Skippr uses one project config file: skippr.yml. The same full engine schema is used by skippr and skipprd.

Example

yaml
skippr:
  workspace: mssql_migration

pipelines:
  mssql_to_snowflake:
    data_source: data_sources.mssql
    data_sink: data_sinks.snowflake
    cdc:
      business_key_columns: [id]

data_sources:
  mssql:
    Mssql:
      connection_string: ${MSSQL_CONNECTION_STRING}
      tables: ["dbo.customers", "dbo.orders"]
  postgres_cdc:
    Postgres:
      connection_string: ${POSTGRES_CONNECTION_STRING}
      tables: ["public.orders"]
      cdc_mode: snapshot_then_cdc

data_sinks:
  snowflake:
    Snowflake:
      account: ${SNOWFLAKE_ACCOUNT}
      user: ${SNOWFLAKE_USER}
      database: ANALYTICS
      schema: RAW
      warehouse: COMPUTE_WH
      role: ACCOUNTADMIN
      private_key_path: ${SNOWFLAKE_PRIVATE_KEY_PATH}

schema_sinks: {}
runtime_plugins: {}

Top-Level Sections

SectionPurpose
projectTop-level project id used for hosted React scope (project_id) and related paths (including Lance for doc vectors).
skipprWorkspace and internal skipprd extract/load defaults
pipelinesNamed pipelines: ELT (data_source / data_sink, …) and doc-vector ingest (vector_source pointing at vector_sources, optional chunk fields)
data_sourcesSource plugin configuration keyed by name
data_sinksDestination plugin configuration keyed by name
schema_sinksCatalog/schema plugin configuration keyed by name
runtime_pluginsOptional explicit runtime plugin manifest paths
vector_sourcesNamed file trees for skippr vector ingest-docs (declarative root, include, optional exclude / extensions / chunk overrides). No warehouse required.

Storage Settings

skippr.skipprd_el_storage_mode is an internal development/testing setting that controls where skipprd extract/load state is stored (local or s3). It does not control dbt project storage, React thread logs, or vector storage for skippr model; authenticated modeling runs use the storage credentials returned by the Skippr API.

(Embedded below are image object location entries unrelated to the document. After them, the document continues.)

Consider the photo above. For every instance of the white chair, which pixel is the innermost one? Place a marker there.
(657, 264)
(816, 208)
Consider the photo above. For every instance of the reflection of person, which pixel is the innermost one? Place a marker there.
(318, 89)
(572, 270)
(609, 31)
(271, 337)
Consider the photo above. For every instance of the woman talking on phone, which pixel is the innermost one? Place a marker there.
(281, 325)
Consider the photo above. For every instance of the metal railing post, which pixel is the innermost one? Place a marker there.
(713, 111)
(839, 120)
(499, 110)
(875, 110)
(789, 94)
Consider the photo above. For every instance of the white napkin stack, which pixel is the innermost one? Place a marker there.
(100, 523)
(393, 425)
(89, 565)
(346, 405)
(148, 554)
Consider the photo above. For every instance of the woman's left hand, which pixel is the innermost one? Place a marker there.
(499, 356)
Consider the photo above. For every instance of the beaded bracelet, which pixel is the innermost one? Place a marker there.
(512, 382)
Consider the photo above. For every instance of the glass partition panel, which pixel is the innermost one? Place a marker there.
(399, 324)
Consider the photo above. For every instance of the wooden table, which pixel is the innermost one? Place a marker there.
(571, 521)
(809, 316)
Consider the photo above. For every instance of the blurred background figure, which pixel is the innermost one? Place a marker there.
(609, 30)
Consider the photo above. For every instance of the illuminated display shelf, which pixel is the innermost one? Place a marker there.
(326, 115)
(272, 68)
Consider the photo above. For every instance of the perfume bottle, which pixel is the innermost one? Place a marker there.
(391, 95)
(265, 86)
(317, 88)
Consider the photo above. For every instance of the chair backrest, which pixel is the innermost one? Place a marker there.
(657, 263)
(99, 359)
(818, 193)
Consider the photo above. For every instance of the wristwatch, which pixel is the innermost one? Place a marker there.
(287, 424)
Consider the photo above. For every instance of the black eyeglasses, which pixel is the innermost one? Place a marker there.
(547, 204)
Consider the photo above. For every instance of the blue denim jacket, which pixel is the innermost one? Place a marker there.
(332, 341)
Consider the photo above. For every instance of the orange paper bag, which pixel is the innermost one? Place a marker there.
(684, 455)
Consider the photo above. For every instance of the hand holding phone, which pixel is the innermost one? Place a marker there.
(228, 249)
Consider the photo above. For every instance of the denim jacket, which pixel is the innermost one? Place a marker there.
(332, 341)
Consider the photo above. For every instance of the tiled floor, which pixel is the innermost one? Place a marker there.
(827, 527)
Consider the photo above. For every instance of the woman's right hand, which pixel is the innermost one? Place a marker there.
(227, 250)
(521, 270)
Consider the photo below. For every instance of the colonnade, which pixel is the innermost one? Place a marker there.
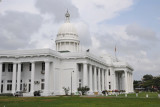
(128, 81)
(97, 77)
(16, 76)
(74, 46)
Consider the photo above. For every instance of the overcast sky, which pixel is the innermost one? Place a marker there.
(132, 25)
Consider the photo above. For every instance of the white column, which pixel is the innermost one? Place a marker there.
(129, 81)
(102, 79)
(60, 48)
(0, 75)
(19, 77)
(46, 76)
(126, 82)
(32, 77)
(107, 80)
(95, 79)
(90, 78)
(132, 81)
(57, 46)
(85, 75)
(14, 78)
(99, 83)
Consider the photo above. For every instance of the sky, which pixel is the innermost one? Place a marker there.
(130, 25)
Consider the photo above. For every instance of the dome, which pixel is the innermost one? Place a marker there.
(67, 38)
(67, 27)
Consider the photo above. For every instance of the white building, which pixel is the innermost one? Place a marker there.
(49, 70)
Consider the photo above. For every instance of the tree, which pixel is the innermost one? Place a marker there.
(156, 82)
(147, 77)
(83, 89)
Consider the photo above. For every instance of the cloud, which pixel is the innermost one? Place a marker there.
(140, 32)
(16, 29)
(57, 8)
(94, 11)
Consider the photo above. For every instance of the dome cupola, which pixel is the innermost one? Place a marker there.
(67, 38)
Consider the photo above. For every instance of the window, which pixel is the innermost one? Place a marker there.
(21, 87)
(42, 86)
(30, 66)
(109, 86)
(9, 87)
(10, 67)
(21, 67)
(79, 67)
(3, 67)
(43, 66)
(79, 84)
(109, 72)
(9, 81)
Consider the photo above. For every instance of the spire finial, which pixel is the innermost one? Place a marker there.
(67, 16)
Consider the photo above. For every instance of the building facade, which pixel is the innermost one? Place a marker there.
(51, 70)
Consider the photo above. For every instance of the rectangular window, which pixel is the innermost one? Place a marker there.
(9, 87)
(79, 84)
(9, 81)
(43, 66)
(21, 87)
(3, 67)
(79, 67)
(30, 66)
(42, 86)
(10, 67)
(21, 67)
(42, 80)
(109, 72)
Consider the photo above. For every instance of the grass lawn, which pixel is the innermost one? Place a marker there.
(79, 101)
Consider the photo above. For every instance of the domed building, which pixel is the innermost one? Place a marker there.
(50, 71)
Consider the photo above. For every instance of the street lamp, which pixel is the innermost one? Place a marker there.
(71, 83)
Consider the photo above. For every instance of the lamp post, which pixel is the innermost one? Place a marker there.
(71, 83)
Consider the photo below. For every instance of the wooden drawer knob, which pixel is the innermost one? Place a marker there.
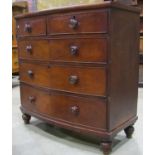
(32, 99)
(73, 23)
(73, 50)
(75, 110)
(73, 79)
(29, 48)
(30, 73)
(28, 28)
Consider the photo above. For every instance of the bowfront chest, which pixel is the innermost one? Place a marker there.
(79, 68)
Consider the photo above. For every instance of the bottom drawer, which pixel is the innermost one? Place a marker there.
(74, 109)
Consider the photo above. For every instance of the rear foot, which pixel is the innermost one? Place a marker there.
(129, 131)
(106, 147)
(26, 118)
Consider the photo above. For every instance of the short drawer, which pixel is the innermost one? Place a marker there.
(77, 79)
(34, 49)
(77, 110)
(79, 22)
(79, 49)
(31, 26)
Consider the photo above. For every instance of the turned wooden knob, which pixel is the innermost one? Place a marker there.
(73, 23)
(75, 110)
(30, 73)
(73, 79)
(73, 50)
(32, 99)
(28, 28)
(29, 48)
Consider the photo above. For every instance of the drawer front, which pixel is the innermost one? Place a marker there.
(82, 22)
(31, 26)
(85, 80)
(75, 49)
(34, 49)
(78, 110)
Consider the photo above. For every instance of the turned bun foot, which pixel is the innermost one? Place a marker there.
(26, 118)
(129, 131)
(106, 147)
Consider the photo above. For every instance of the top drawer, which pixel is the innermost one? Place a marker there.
(81, 22)
(31, 26)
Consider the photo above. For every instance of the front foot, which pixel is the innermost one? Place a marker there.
(129, 131)
(26, 118)
(106, 147)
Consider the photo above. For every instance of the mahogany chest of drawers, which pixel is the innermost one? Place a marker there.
(79, 68)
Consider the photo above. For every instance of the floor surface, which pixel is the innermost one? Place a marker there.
(39, 138)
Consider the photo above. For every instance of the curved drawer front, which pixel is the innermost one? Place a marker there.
(75, 49)
(80, 22)
(77, 110)
(85, 80)
(35, 26)
(34, 49)
(79, 49)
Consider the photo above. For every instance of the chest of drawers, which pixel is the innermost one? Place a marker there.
(79, 68)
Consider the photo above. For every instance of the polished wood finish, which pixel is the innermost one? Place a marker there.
(78, 23)
(71, 49)
(79, 68)
(31, 27)
(129, 131)
(63, 107)
(90, 80)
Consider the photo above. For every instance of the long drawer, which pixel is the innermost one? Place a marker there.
(77, 110)
(75, 49)
(78, 22)
(77, 79)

The equivalent environment variable for direct skipprd runs is SKIPPRD_EL_STORAGE_MODE.

Pipelines

Each pipeline references registry entries by section-qualified name:

yaml
pipelines:
  ingest_orders:
    data_source: data_sources.postgres
    data_sink: data_sinks.iceberg

Use skippr discover --pipeline ingest_orders to persist metadata, then skippr sync --pipeline ingest_orders --once to load data. If metadata is missing, sync runs discovery automatically before loading. Run skippr model --pipeline ingest_orders after sync when you are ready to generate and validate dbt assets.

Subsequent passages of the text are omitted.